Per quel che concerne, poi, lo specifico della lamentata omessa motivazione del sequestro del c/c n. (OMISSIS) presso la filiale di (OMISSIS) della Cariparma Credit Agricol intestato al ricorrente e a sua moglie, si noti che in virtù del requisito dell’autosufficienza del ricorso non basta dedurre tale omissione se non accompagnata dall’esposizione delle doglianze che sarebbero state avanzate in sede di riesame e che sarebbero state trascurate dal Tribunale.

Per il resto, l’impugnazione sostanzialmente si duole di un’inadeguata disamina delle ragioni difensive, che reitera con richiami ai documenti prodotti: si tratta di censure non consentite in questa sede, noto essendo – per cosante insegnamento di questa S.C. – che il ricorso per cassazione contro ordinanze emesse in materia di sequestro preventivo o probatorio è ammesso solo per violazione di legge.

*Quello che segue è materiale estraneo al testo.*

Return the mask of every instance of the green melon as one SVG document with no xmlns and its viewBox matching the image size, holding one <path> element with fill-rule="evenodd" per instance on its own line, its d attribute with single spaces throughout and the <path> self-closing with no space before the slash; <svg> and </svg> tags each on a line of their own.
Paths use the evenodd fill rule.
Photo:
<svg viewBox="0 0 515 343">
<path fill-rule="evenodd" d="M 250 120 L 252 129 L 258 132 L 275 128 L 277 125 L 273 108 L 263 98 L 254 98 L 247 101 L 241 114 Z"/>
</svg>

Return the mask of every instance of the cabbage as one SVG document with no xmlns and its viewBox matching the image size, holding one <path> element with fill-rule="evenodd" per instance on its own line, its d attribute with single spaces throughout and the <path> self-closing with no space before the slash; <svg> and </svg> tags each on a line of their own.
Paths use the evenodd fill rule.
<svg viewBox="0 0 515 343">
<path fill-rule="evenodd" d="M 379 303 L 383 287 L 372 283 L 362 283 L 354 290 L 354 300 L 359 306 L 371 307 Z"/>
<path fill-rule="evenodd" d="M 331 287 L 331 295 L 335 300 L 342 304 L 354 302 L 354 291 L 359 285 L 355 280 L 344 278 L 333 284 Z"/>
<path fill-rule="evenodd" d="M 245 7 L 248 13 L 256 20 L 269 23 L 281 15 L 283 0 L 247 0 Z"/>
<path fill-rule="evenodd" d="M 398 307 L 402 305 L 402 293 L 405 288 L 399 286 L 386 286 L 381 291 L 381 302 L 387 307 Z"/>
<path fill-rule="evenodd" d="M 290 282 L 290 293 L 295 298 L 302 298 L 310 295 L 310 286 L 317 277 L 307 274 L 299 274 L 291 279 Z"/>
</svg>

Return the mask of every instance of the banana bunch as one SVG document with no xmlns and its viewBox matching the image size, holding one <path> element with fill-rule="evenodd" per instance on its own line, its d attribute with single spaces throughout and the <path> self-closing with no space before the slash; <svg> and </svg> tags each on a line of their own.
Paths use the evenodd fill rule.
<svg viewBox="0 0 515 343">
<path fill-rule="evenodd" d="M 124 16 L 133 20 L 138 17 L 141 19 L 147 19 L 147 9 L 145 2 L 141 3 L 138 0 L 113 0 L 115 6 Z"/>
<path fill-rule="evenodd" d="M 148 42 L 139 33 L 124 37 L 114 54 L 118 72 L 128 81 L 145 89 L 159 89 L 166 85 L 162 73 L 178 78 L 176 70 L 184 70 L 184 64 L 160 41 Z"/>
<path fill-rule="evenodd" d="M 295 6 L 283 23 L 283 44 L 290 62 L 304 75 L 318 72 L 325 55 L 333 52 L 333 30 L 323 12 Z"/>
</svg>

E’ pur vero che in tale nozione vanno compresi (oltre agli errores in iudicando o in procedendo) anche quei vizi della motivazione così radicali da rendere l’apparato argomentativo posto a sostegno del provvedimento o del rutto mancante o privo dei requisiti minimi di coerenza, completezza e ragionevolezza e quindi inidoneo a rendere comprensibile l’itinerario logico seguito dal giudice (Cass. S.U. n. 25932 del 29.5.2008, dep. 26.6.2008; Cass. S.U. n. 5876 del 28.1.2004, dep. 13.2.2004).

Ma nel caso di specie non può certo dirsi che la motivazione dell’impugnata ordinanza sia radicalmente priva d’un minimo percorso argomentativo.

6. In conclusione, il ricorso è da rigettarsi. Ex art. 616 c.p.p. consegue la condanna del ricorrente alle spese processuali.
P.Q.M.

La Corte Suprema di Cassazione, Seconda Sezione Penale, rigetta il ricorso e condanna il ricorrente al pagamento delle spese processuali.

Testo non ufficiale. La sola stampa del bollettino ufficiale ha carattere legale.